Domnanovich A M, Strik D P, Zani L, Pfeiffer B, Karlovits M, Braun R, Holubar P
Institute of Applied Microbiology, BOKU-University of Natural Resources and Applied Life Sciences, Muthgasse 18, A-1 190 Vienna, Austria.
Commun Agric Appl Biol Sci. 2003;68(2 Pt A):215-8.
One of the goals of the EU-Project AMONCO (Advanced Prediction, Monitoring and Controlling of Anaerobic Digestion Process Behaviour towards Biogas Usage in Fuel Cells) is to create a control tool for the anaerobic digestion process, which predicts the volumetric organic loading rate (Bv) for the next day, to obtain a high biogas quality and production. The biogas should contain a high methane concentration (over 50%) and a low concentration of components toxic for fuel cells, e.g. hydrogen sulphide, siloxanes, ammonia and mercaptanes. For producing data to test the control tool, four 20 l anaerobic Continuously Stirred Tank Reactors (CSTR) are operated. For controlling two systems were investigated: a pure fuzzy logic system and a hybrid-system which contains a fuzzy based reactor condition calculation and a hierachial neural net in a cascade of optimisation algorithms.
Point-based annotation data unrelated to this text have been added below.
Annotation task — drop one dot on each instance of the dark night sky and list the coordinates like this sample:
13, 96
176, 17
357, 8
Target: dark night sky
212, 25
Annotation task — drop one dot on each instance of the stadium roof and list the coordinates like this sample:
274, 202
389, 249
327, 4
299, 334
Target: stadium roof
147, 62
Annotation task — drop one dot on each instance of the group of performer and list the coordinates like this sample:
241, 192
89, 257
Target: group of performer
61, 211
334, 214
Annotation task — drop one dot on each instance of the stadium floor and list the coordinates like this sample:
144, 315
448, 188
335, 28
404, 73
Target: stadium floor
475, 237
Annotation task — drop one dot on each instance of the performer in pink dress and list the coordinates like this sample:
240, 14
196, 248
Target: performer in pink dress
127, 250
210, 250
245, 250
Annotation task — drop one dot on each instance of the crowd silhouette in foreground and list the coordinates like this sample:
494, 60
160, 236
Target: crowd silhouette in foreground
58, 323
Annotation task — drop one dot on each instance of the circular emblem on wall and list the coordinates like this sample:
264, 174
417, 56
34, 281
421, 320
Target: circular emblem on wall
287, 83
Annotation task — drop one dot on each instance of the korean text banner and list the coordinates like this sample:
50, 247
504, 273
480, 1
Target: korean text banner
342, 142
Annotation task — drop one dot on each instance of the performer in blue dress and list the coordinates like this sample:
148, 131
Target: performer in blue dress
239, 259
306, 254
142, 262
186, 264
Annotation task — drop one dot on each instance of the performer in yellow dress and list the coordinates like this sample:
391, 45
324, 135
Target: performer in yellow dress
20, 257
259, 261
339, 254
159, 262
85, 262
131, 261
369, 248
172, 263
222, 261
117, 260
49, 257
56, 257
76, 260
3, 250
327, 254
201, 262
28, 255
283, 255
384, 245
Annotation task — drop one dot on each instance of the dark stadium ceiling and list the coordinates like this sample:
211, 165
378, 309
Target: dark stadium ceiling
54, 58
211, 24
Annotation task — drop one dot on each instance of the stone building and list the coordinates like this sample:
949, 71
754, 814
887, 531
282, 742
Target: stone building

欧盟项目AMONCO(面向燃料电池沼气利用的厌氧消化过程行为的先进预测、监测与控制)的目标之一是创建一种用于厌氧消化过程的控制工具,该工具可预测次日的容积有机负荷率(Bv),以获得高质量的沼气产量。沼气应含有高浓度的甲烷(超过50%)以及低浓度的对燃料电池有毒的成分,例如硫化氢、硅氧烷、氨和硫醇。为了生成测试该控制工具的数据,运行了四个20升的厌氧连续搅拌槽式反应器(CSTR)。为了进行控制,研究了两种系统:一种是纯模糊逻辑系统,另一种是混合系统,该混合系统包含基于模糊的反应器条件计算以及在优化算法级联中的分层神经网络。